De uitvoerbaarheid van een bestemmingsplan moet ingevolge de Wro aangetoond worden (artikel 3.1.6 van het Bro). Daaronder valt zowel de onderzoeksverplichting naar verschillende ruimtelijk relevante aspecten (geluid, bodem, et cetera.) maar ook de economische uitvoerbaarheid van het plan. Daarvan wordt in deze paragraaf verslag gedaan.
Kostenverhaal
Het bestemmingsplan waarvoor deze toelichting is opgesteld, leidt tot de planologische mogelijkheid om tien nieuwe woningen te bouwen. Op grond van het bepaalde in artikel 6.12, lid 1 Wet ruimtelijke ordening is de gemeenteraad verplicht een exploitatieplan vast te stellen voor gronden waarop een bij algemene maatregel van bestuur aangewezen bouwplan is voorgenomen.
In afwijking van het bepaalde in artikel 6.12, lid 1 Wet ruimtelijke ordening bepaalt lid 2 van dit artikel dat de gemeenteraad kan besluiten geen exploitatieplan vast te stellen indien:
De gemeente Elburg is eigenaar van de grond. Kostenverhaal zal dus plaatsvinden via de gronduitgifte.

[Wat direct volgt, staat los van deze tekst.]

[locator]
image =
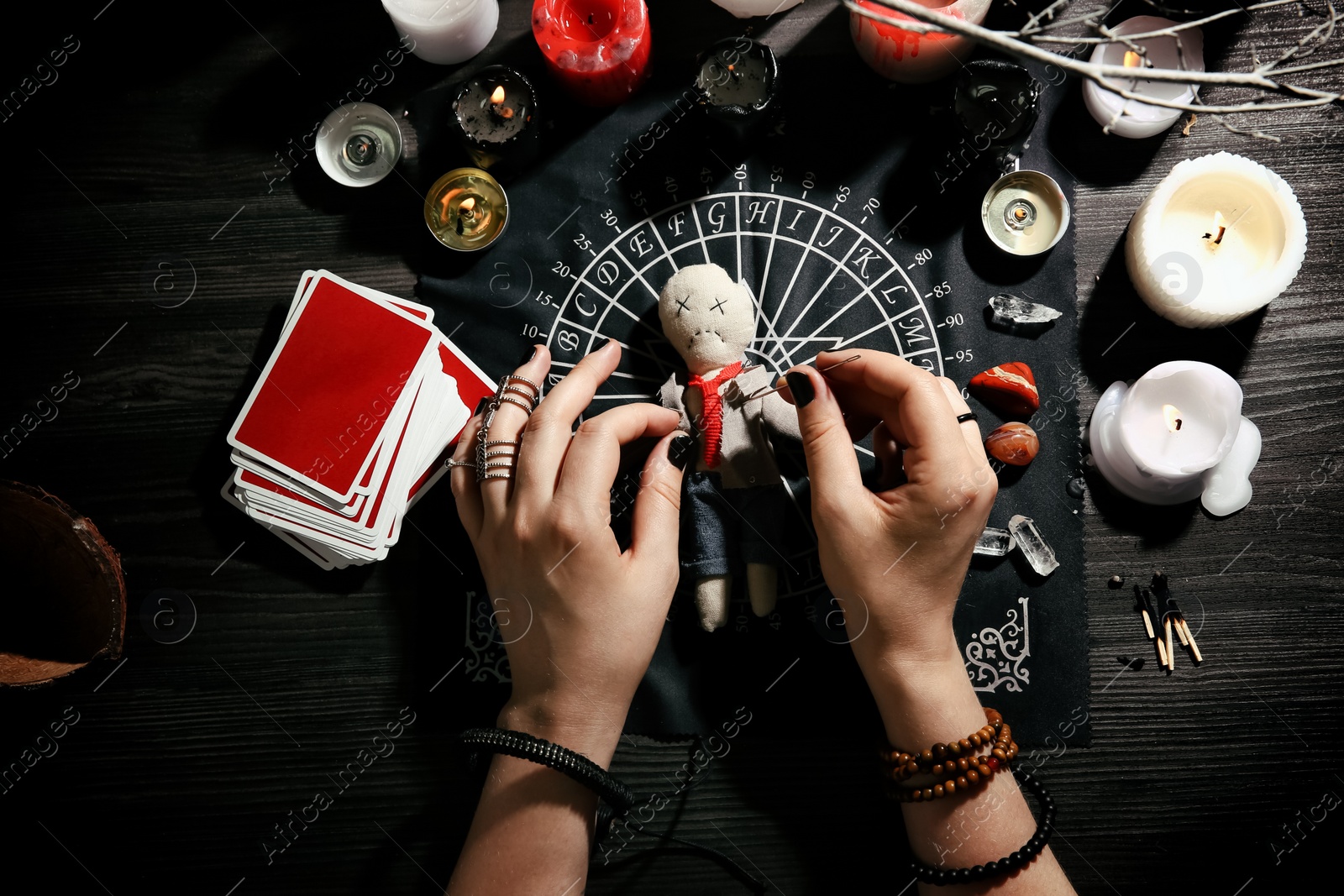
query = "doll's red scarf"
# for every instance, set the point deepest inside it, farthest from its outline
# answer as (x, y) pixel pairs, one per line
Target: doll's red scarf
(712, 414)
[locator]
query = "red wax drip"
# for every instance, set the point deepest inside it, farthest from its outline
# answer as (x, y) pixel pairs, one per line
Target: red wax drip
(597, 49)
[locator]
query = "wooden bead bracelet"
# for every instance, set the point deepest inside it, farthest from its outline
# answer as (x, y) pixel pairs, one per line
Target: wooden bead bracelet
(965, 770)
(913, 763)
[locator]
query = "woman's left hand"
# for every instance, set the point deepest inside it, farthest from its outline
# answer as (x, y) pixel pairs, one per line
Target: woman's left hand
(580, 618)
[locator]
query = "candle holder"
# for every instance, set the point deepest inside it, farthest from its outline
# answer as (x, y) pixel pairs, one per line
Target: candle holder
(1128, 117)
(597, 50)
(358, 144)
(445, 31)
(1025, 212)
(907, 56)
(1176, 434)
(738, 85)
(998, 103)
(494, 116)
(1216, 241)
(467, 210)
(65, 600)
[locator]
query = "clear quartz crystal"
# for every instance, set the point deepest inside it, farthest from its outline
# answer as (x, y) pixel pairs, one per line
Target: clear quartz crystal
(1010, 309)
(995, 543)
(1039, 555)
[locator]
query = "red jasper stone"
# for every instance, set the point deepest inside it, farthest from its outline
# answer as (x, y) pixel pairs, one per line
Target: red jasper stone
(1008, 387)
(1014, 443)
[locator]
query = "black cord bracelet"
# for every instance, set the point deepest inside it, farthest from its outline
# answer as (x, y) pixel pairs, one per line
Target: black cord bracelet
(1008, 864)
(581, 768)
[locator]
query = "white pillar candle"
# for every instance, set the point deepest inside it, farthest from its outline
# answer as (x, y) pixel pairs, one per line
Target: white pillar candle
(1129, 117)
(1218, 239)
(907, 56)
(748, 8)
(445, 31)
(1176, 434)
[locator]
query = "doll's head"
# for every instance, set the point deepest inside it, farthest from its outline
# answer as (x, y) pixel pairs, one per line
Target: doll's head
(707, 316)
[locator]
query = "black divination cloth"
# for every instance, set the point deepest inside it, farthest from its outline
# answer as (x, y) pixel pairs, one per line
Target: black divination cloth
(855, 223)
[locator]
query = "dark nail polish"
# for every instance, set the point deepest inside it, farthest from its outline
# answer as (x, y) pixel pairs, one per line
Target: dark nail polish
(680, 450)
(801, 389)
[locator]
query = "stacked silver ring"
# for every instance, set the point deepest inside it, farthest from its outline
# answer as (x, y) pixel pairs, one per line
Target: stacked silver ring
(495, 458)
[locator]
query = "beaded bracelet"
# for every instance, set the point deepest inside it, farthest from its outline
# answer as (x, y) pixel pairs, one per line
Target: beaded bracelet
(1008, 864)
(974, 773)
(524, 746)
(906, 763)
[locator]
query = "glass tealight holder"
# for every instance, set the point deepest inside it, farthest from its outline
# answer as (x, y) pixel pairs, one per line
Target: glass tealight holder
(358, 144)
(467, 210)
(1025, 212)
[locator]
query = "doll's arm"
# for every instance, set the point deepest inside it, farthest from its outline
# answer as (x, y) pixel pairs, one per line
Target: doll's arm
(669, 396)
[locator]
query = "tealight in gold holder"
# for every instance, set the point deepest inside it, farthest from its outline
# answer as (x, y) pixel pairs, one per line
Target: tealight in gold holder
(467, 210)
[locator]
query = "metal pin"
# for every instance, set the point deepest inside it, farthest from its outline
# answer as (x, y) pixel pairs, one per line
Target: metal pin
(780, 389)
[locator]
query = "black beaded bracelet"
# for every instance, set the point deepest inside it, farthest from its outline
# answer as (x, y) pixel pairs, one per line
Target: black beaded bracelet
(577, 766)
(1008, 864)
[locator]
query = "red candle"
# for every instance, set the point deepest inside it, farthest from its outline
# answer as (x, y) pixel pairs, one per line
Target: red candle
(597, 49)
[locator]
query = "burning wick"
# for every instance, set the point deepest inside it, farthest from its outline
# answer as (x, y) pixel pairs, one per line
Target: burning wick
(1220, 222)
(467, 208)
(497, 103)
(1173, 421)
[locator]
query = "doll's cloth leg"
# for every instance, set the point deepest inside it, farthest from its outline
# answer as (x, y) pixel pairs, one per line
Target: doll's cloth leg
(764, 510)
(709, 535)
(709, 526)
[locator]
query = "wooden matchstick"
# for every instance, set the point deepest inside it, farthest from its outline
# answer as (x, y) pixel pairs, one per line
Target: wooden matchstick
(1194, 647)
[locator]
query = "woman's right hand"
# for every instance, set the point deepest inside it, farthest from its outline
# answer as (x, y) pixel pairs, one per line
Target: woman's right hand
(895, 559)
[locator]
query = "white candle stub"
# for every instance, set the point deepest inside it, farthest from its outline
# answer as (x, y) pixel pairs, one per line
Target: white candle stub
(444, 31)
(1218, 239)
(1131, 117)
(1176, 434)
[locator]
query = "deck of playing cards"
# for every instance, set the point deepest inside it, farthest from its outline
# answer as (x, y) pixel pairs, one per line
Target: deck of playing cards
(349, 422)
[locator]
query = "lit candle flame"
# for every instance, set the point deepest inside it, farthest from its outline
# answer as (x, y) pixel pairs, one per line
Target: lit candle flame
(1173, 416)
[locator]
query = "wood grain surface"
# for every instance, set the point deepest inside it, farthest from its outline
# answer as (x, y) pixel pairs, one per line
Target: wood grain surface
(163, 139)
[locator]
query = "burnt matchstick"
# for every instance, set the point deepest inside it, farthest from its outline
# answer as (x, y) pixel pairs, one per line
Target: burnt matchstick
(1142, 605)
(1171, 653)
(780, 389)
(1182, 626)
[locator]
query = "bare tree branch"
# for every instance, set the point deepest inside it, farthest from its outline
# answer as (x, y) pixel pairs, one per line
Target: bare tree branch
(1120, 80)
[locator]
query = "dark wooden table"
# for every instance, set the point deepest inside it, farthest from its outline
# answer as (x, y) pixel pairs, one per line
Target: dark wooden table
(165, 139)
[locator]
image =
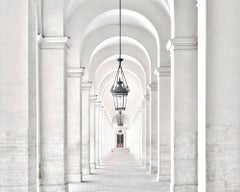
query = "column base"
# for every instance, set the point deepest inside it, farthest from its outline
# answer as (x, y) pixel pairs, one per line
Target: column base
(93, 166)
(54, 188)
(86, 171)
(163, 178)
(147, 167)
(183, 188)
(75, 178)
(153, 170)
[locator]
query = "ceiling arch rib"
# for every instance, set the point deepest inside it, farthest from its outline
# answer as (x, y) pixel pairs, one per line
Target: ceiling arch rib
(128, 18)
(110, 48)
(96, 38)
(76, 26)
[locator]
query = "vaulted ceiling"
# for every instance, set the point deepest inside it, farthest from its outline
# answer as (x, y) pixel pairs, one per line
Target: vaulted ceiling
(93, 26)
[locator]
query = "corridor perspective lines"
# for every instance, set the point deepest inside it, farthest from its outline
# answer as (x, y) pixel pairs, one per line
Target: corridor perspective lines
(120, 173)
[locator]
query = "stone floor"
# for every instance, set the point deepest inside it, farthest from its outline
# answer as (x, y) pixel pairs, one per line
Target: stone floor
(120, 173)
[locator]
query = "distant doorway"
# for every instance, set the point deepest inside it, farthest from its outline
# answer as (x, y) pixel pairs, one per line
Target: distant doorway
(120, 140)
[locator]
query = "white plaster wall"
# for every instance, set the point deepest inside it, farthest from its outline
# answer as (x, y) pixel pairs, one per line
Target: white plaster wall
(18, 96)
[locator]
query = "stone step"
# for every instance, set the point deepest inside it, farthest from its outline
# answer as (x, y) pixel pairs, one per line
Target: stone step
(120, 150)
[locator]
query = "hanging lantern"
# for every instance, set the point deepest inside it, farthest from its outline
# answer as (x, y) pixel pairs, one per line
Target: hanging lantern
(120, 88)
(120, 119)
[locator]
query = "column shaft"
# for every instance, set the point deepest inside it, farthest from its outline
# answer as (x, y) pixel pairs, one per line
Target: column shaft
(164, 123)
(183, 48)
(18, 96)
(153, 128)
(86, 86)
(223, 96)
(92, 133)
(148, 144)
(53, 113)
(74, 120)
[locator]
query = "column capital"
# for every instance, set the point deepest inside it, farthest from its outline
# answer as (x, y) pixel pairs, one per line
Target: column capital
(182, 43)
(87, 85)
(98, 103)
(152, 86)
(75, 71)
(147, 97)
(163, 71)
(93, 98)
(54, 43)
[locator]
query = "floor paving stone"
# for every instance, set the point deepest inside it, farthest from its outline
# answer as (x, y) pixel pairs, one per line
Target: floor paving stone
(120, 172)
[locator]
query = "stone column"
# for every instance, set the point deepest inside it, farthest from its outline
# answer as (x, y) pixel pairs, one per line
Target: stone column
(153, 128)
(183, 47)
(144, 134)
(53, 97)
(148, 144)
(74, 128)
(18, 122)
(92, 132)
(53, 113)
(97, 119)
(223, 96)
(164, 123)
(86, 87)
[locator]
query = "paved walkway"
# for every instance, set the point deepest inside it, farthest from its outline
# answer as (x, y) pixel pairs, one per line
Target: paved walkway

Het voorontwerpbestemmingsplan wordt toegestuurd aan de vooroverlegpartners van de gemeente. Ook wordt het voorontwerpbestemmingsplan voor een ieder ter inzage gelegd. Gedurende deze termijn kan een ieder een inspraakreactie indienen.
Conform de Wet ruimtelijke ordening ligt het ontwerpbestemmingsplan gedurende zes weken voor een ieder ter inzage. Ingediende zienswijzen op het ontwerp worden door de gemeente beoordeeld en zo nodig meegenomen in het door het de gemeenteraad definitief vast te stellen bestemmingsplan.